The Law Cuts Both Ways: Contracts are binding on both parties, according to the terms of the contract and according to the requirements of the law (which requirements are incorporated into the various contracts). If the required procedures were not followed, then a purported contract would appear to be void and unenforceable. On the other hand, a contract cannot be canceled or terminated in a manner that is contrary to its terms or contrary to the law applicable particular to that type of contract. So, likewise, the decision to abandon a county contract before it expires according to its terms must be approved by and made by the county judge.
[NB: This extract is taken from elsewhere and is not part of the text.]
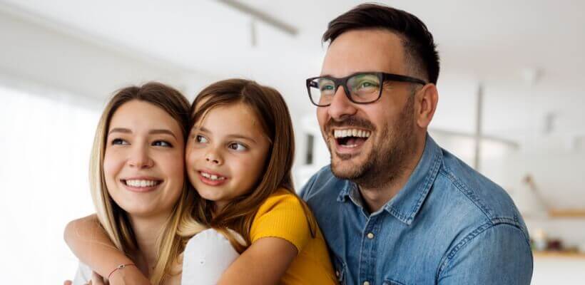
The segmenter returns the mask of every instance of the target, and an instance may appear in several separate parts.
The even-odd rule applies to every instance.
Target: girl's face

Conclusion: Arkansas law has different complicated procedures for different kinds of county contracts. Since there is generally no “general liability” protection for breach-of-contract liability, as there is for torts and civil rights violations, much care should be given to any decision to contract or to terminate an existing contract. So you can know for sure the rules that will apply to both contracting and to ending the relationship with an existing vendor, legal counsel is appropriate and advised.

Mike Rainwater, a regular contributor to County Lines and lead attorney for AAC Risk Management, is principal shareholder of Rainwater, Holt, and Sexton, P.A., a state-wide personal injury and disability law firm. Mr. Rainwater has been a lawyer for over 30 years, is a former deputy prosecuting attorney, and has defended city and county officials for over 25 years.